Él y Lacy estaban sentados en el patio de atrás, a la espera de que la policía abandonara la casa. Uno de los policías se había marchado, pero probablemente en busca de una ampliación de la orden de registro. A Lewis y a Lacy no les estaba permitido quedarse en su propia casa mientras durara la inspección. Durante un rato, se habían quedado en el camino de entrada, viendo cómo de vez en cuando salía un agente cargado con cajas y bolsas llenas de cosas que Lewis había encontrado lógico que se llevaran, como la computadora, o libros de la habitación de Peter, pero también de otras que nunca se le hubiesen ocurrido, como una raqueta de tenis, o una caja gigante de fósforos impermeables.

—¿Qué hacemos? —murmuró Lacy.

Él sacudió la cabeza, con la mirada perdida. Para uno de sus artículos periodísticos sobre el valor de la felicidad, había entrevistado a personas mayores que habían intentado suicidarse. «¿Qué nos queda?», le decían. Entonces, Lewis había sido incapaz de comprender aquella falta absoluta de esperanza. En aquella época no podía imaginar que el mundo pudiera volverse tan amargo que no se fuera capaz de ver una solución.
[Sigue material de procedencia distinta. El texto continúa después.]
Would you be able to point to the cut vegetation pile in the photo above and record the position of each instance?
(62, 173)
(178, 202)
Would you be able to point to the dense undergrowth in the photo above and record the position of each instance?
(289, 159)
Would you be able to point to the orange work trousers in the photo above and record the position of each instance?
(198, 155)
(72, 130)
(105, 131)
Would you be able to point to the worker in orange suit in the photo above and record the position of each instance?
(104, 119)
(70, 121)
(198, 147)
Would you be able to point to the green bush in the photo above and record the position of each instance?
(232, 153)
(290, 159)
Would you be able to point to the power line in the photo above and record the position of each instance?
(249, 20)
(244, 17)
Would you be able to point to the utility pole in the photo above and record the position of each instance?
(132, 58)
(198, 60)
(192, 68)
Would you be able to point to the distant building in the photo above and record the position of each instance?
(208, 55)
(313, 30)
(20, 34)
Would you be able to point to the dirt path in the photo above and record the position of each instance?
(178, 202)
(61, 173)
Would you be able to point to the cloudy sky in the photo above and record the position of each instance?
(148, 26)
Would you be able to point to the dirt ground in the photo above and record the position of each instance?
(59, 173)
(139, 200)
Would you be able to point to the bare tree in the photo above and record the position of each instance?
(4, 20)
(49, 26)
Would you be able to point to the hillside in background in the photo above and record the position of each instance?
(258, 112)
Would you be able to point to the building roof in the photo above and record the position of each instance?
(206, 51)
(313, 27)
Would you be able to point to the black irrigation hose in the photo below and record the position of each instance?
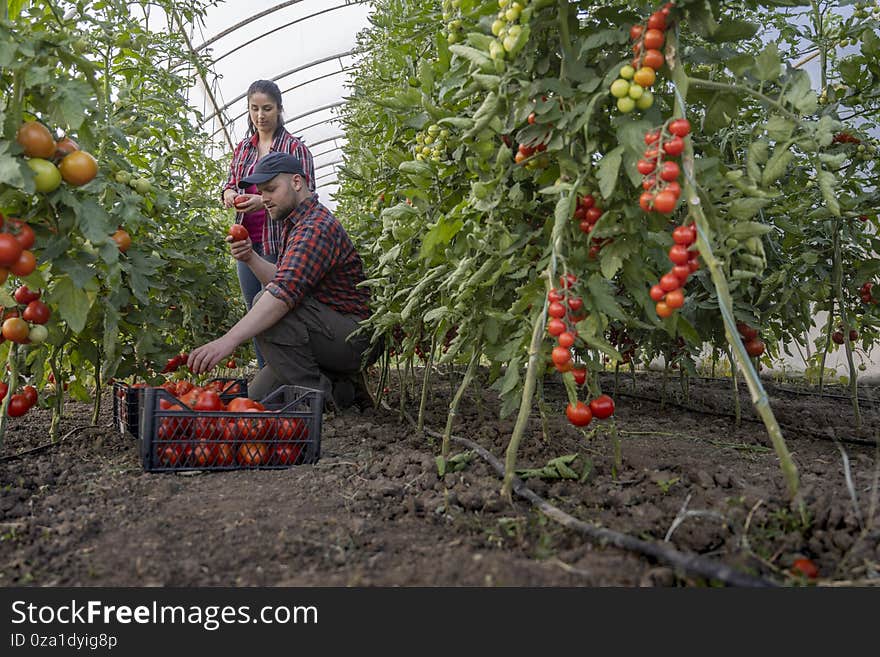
(787, 427)
(44, 447)
(768, 385)
(692, 564)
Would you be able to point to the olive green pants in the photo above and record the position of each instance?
(309, 347)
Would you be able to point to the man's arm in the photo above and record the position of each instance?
(265, 313)
(262, 268)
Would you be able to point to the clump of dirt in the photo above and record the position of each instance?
(374, 511)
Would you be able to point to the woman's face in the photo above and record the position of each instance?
(263, 111)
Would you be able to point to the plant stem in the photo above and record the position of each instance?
(737, 407)
(12, 364)
(456, 400)
(724, 86)
(420, 426)
(525, 405)
(725, 302)
(838, 289)
(828, 328)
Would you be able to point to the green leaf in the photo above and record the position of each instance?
(739, 64)
(73, 303)
(779, 128)
(11, 168)
(608, 170)
(827, 183)
(768, 64)
(746, 208)
(734, 30)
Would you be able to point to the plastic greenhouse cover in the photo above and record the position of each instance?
(305, 46)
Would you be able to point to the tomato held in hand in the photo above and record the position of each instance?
(238, 232)
(602, 407)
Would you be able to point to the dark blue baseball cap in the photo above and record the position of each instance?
(270, 166)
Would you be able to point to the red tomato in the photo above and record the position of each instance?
(24, 295)
(680, 127)
(679, 255)
(36, 312)
(754, 348)
(18, 405)
(10, 250)
(561, 356)
(25, 264)
(602, 407)
(30, 394)
(664, 202)
(683, 235)
(252, 454)
(25, 235)
(253, 428)
(239, 233)
(285, 453)
(805, 567)
(555, 327)
(579, 415)
(556, 310)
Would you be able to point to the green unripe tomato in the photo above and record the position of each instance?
(47, 177)
(645, 101)
(619, 88)
(626, 104)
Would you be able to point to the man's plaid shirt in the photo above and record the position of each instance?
(318, 259)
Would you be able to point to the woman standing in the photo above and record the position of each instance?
(266, 134)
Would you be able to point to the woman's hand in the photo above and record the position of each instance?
(249, 202)
(229, 198)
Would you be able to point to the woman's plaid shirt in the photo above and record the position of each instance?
(245, 157)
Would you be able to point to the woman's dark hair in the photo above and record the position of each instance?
(270, 89)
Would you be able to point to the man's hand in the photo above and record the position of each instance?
(242, 250)
(207, 356)
(253, 203)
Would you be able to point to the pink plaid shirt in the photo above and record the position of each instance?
(244, 159)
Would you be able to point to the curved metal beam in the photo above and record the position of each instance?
(281, 27)
(278, 77)
(309, 113)
(296, 86)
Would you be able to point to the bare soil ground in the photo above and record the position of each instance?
(373, 511)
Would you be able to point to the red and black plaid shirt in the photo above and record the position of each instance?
(244, 159)
(319, 260)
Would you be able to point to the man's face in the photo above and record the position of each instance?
(280, 195)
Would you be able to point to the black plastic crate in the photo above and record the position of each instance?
(126, 402)
(287, 433)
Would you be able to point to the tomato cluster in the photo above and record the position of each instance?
(751, 340)
(21, 402)
(76, 167)
(660, 177)
(175, 362)
(431, 143)
(252, 437)
(587, 214)
(838, 338)
(632, 88)
(669, 292)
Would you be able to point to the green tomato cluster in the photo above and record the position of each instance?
(629, 94)
(431, 143)
(508, 27)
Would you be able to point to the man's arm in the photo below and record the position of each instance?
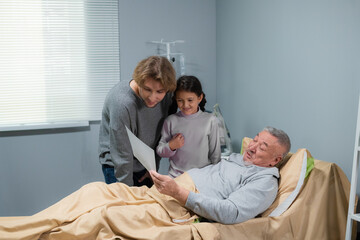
(166, 185)
(241, 205)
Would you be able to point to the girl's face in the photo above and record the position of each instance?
(188, 102)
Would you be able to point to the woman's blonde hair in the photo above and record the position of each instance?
(157, 68)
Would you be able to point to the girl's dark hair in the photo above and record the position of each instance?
(188, 84)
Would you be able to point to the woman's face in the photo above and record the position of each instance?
(188, 102)
(152, 92)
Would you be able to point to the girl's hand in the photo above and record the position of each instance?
(177, 142)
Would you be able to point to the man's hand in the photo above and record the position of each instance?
(146, 175)
(166, 185)
(176, 142)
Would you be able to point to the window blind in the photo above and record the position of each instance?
(58, 60)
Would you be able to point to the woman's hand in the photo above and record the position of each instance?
(177, 142)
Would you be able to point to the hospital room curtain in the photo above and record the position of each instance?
(58, 59)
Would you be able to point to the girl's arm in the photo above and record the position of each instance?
(163, 148)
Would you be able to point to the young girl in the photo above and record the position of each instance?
(190, 137)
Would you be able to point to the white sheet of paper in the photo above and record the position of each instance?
(142, 152)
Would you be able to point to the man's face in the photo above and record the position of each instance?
(264, 150)
(152, 92)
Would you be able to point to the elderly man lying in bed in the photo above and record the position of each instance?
(229, 192)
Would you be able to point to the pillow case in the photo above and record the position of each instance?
(293, 171)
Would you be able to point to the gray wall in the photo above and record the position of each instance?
(40, 167)
(289, 64)
(292, 65)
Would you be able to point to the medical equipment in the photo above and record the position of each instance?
(176, 58)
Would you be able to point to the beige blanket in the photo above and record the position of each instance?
(116, 211)
(96, 212)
—No podemos hacer nada —repuso Lewis, y lo decía convencido. Miró a un agente que salía con un montón de cómics viejos de Peter.
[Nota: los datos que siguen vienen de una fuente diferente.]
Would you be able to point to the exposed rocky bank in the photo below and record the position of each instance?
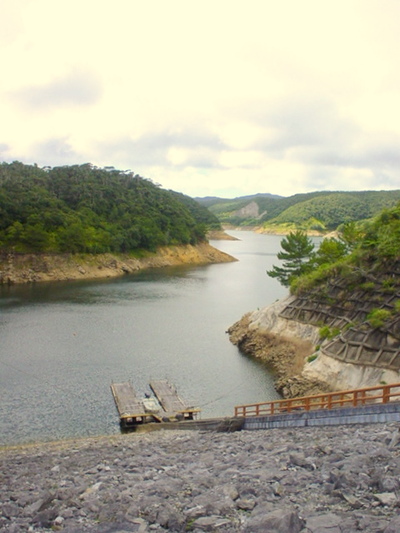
(27, 268)
(354, 351)
(284, 345)
(308, 480)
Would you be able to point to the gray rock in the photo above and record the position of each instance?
(324, 523)
(279, 521)
(386, 498)
(394, 525)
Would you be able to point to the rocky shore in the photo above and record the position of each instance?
(284, 345)
(29, 268)
(308, 480)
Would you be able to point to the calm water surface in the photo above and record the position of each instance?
(62, 344)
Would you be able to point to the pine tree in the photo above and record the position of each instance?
(298, 250)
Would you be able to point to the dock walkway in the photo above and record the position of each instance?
(170, 401)
(167, 406)
(130, 408)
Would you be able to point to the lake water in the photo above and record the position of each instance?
(62, 344)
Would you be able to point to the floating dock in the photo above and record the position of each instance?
(166, 406)
(170, 401)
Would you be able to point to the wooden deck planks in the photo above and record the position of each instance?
(126, 400)
(168, 397)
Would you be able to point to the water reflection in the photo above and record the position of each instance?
(62, 344)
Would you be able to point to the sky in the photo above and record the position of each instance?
(211, 98)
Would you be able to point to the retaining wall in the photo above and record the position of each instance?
(327, 417)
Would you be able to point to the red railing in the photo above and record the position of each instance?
(349, 398)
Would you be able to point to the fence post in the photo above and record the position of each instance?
(386, 394)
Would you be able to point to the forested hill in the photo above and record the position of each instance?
(83, 208)
(320, 210)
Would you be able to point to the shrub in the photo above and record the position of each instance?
(377, 317)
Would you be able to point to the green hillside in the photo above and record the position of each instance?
(321, 210)
(83, 208)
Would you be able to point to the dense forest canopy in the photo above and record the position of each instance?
(320, 210)
(83, 208)
(362, 247)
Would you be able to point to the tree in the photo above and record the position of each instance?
(298, 249)
(330, 251)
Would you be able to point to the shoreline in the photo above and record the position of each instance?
(33, 268)
(180, 481)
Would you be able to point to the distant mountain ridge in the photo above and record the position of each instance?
(319, 210)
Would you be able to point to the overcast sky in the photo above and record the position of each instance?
(210, 97)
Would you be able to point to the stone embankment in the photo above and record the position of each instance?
(28, 268)
(308, 480)
(354, 352)
(282, 344)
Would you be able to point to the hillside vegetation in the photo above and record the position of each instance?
(322, 211)
(83, 208)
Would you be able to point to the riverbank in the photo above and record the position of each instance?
(290, 481)
(28, 268)
(284, 345)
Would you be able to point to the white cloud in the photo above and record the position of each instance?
(262, 96)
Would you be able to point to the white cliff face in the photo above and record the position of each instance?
(336, 374)
(268, 319)
(343, 376)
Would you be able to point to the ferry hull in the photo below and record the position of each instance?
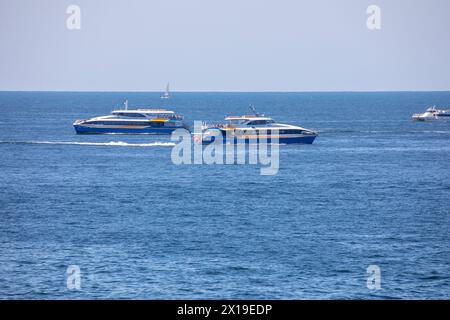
(82, 129)
(282, 140)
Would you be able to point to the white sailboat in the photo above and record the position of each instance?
(166, 94)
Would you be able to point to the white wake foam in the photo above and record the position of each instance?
(109, 144)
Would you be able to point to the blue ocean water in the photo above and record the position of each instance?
(372, 190)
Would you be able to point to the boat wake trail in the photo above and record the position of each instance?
(107, 144)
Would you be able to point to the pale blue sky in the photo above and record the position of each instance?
(225, 45)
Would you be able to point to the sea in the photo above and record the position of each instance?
(363, 213)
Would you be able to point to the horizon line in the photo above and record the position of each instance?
(228, 91)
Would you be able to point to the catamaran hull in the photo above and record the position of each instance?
(282, 140)
(82, 129)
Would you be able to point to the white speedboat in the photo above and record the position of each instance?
(432, 114)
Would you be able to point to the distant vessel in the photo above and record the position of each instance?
(432, 114)
(138, 121)
(166, 94)
(255, 127)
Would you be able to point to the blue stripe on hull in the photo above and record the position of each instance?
(298, 140)
(86, 130)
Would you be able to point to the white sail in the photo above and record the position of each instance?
(166, 94)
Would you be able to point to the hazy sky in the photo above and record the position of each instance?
(225, 45)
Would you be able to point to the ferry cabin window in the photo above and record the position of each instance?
(259, 122)
(131, 115)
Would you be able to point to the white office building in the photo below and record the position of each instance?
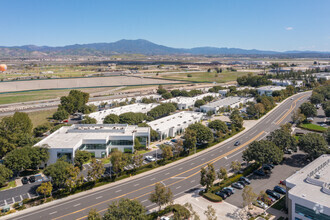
(175, 124)
(99, 139)
(136, 107)
(233, 102)
(268, 90)
(308, 191)
(188, 102)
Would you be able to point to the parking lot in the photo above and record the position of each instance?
(291, 164)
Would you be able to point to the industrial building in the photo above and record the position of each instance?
(137, 107)
(99, 139)
(175, 124)
(308, 191)
(232, 102)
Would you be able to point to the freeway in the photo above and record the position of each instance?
(180, 177)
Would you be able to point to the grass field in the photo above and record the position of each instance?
(225, 76)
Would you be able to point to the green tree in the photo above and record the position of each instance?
(263, 152)
(308, 109)
(81, 157)
(125, 209)
(45, 189)
(207, 176)
(161, 196)
(5, 174)
(313, 144)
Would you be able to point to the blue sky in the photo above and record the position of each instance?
(250, 24)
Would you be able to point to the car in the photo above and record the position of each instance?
(150, 158)
(280, 190)
(259, 173)
(244, 179)
(260, 204)
(237, 185)
(25, 180)
(32, 179)
(237, 143)
(230, 188)
(222, 195)
(273, 194)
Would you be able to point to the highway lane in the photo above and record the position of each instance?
(180, 177)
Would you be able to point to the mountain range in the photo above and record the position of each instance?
(137, 47)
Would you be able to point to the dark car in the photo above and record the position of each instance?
(32, 179)
(237, 186)
(244, 179)
(259, 173)
(25, 180)
(222, 195)
(279, 190)
(273, 194)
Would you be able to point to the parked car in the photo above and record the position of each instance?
(260, 204)
(32, 179)
(221, 194)
(237, 143)
(273, 194)
(280, 189)
(25, 180)
(237, 185)
(244, 179)
(150, 158)
(259, 173)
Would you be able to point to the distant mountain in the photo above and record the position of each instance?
(133, 47)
Cuando llegó a casa se encontró a Lacy paseando de un lado a otro del camino de entrada. Al verlo, ella se le había arrojado a los brazos.
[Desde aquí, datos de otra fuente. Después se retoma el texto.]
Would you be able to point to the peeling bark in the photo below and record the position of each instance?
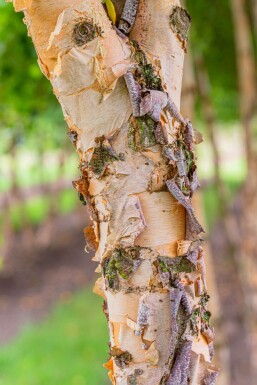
(138, 175)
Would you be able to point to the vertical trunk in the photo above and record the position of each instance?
(137, 178)
(189, 90)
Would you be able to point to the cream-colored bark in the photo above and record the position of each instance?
(136, 157)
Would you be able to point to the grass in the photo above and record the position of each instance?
(36, 210)
(67, 349)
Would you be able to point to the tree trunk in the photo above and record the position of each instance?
(137, 178)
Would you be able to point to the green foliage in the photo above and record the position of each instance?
(27, 101)
(68, 349)
(212, 36)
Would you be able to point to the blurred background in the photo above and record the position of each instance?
(52, 330)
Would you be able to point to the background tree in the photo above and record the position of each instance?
(137, 177)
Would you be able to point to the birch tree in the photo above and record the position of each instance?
(116, 69)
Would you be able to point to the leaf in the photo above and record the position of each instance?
(111, 10)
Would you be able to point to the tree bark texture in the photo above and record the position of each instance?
(120, 94)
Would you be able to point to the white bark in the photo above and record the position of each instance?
(139, 226)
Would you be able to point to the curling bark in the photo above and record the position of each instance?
(138, 175)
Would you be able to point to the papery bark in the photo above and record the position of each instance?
(139, 226)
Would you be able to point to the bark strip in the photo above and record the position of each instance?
(138, 175)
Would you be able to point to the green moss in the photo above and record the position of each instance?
(206, 316)
(176, 265)
(102, 156)
(180, 22)
(145, 73)
(121, 358)
(132, 380)
(146, 126)
(141, 133)
(120, 263)
(85, 31)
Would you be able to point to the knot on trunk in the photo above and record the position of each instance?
(85, 31)
(180, 22)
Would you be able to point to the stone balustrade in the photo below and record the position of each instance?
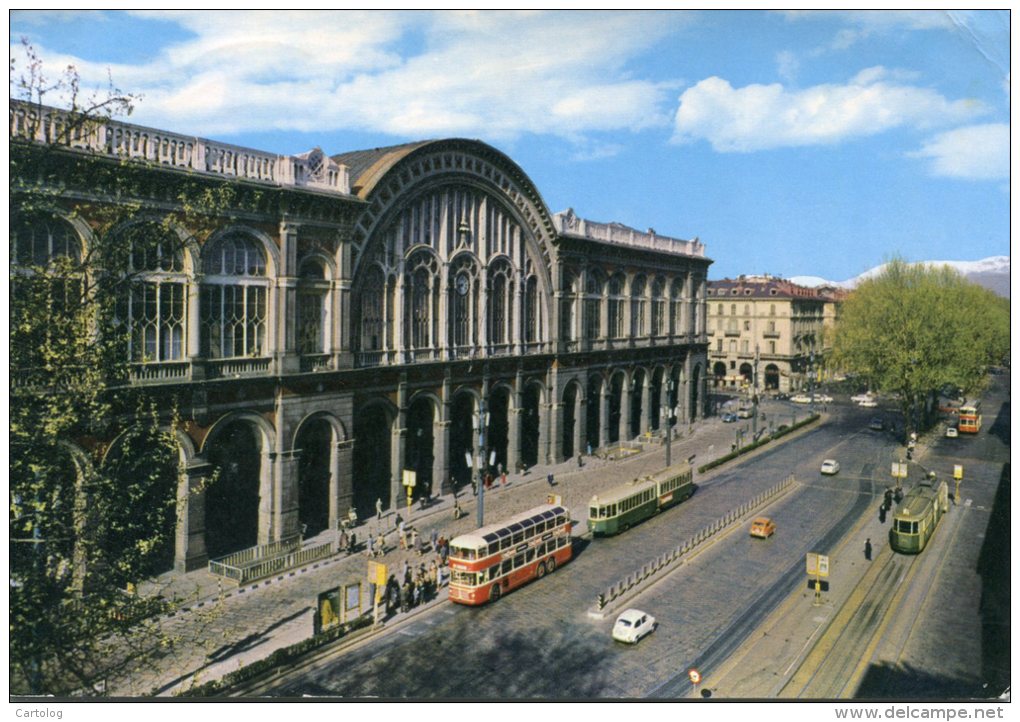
(48, 125)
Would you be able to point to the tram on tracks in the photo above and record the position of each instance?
(498, 558)
(918, 515)
(620, 508)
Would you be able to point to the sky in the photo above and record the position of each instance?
(791, 143)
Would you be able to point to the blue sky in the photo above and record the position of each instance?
(789, 143)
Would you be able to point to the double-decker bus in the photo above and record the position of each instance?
(496, 559)
(618, 509)
(970, 417)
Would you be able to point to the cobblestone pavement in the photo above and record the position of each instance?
(219, 627)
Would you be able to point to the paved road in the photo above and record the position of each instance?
(539, 641)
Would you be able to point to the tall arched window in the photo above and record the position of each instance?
(235, 299)
(500, 303)
(676, 306)
(638, 304)
(463, 300)
(155, 308)
(593, 305)
(531, 330)
(658, 307)
(616, 299)
(313, 308)
(420, 276)
(372, 310)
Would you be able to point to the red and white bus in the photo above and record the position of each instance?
(496, 559)
(970, 417)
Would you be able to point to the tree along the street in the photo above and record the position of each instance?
(94, 461)
(914, 328)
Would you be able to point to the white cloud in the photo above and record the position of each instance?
(972, 153)
(760, 117)
(492, 74)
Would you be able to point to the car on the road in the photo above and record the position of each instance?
(633, 624)
(830, 466)
(762, 527)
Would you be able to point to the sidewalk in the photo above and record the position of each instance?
(219, 627)
(771, 655)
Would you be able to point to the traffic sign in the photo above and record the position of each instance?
(817, 564)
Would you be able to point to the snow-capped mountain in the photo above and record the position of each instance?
(992, 273)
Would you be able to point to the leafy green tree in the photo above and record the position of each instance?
(94, 460)
(913, 329)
—¿Por qué? —le había dicho entre sollozos—. ¿Por qué?

Había miles de preguntas encerradas en aquel simple por qué, pero Lewis no hubiera podido responder a una sola de ellas. Se había agarrado a su esposa como si ésta fuera una madera a la deriva en medio de la riada, hasta que había advertido los ojos escrutadores de un vecino al otro lado de la calle, que les observaban desde detrás de una cortina.

Por eso se habían ido al patio de atrás. Se sentaron en el balancín del porche, rodeados por las ramas desnudas y la nieve que se derretía. Lewis permanecía en completa quietud, con los dedos y los labios insensibles por el frío y la conmoción.

—¿Crees que tenemos la culpa? —preguntó Lacy en un susurro.

Él se quedó mirándola con fijeza, sorprendido por su valentía: acababa de expresar con palabras aquello que él ni siquiera se había atrevido a pensar. Pero nada de lo que dijesen les serviría: los disparos habían sido reales, y su hijo era quien había apretado el gatillo. No podían contradecir los hechos, como mucho podían observarlos desde un prisma diferente.

Lewis agachó la cabeza.

—No lo sé.

¿Por dónde comenzar a revisar aquellas estadísticas? ¿Había sucedido porque Lacy había tenido demasiado a Peter en brazos cuando era pequeño? ¿O porque Lewis fingía reírse cuando Peter se caía, con la esperanza de que el pequeño que daba sus primeros pasos viera que caerse no tenía importancia? ¿Tenían que haber vigilado más de cerca lo que leía, lo que veía, lo que escuchaba? ¿O con ello sólo habrían conseguido asfixiarlo y abocarlo a un resultado similar? ¿O quizá todo era culpa de la combinación de Lacy y Lewis, del hecho de haberse unido ellos dos? Si los hijos de una pareja era lo que contaba a la hora de evaluar su historial, entonces ellos habían fracasado lamentablemente.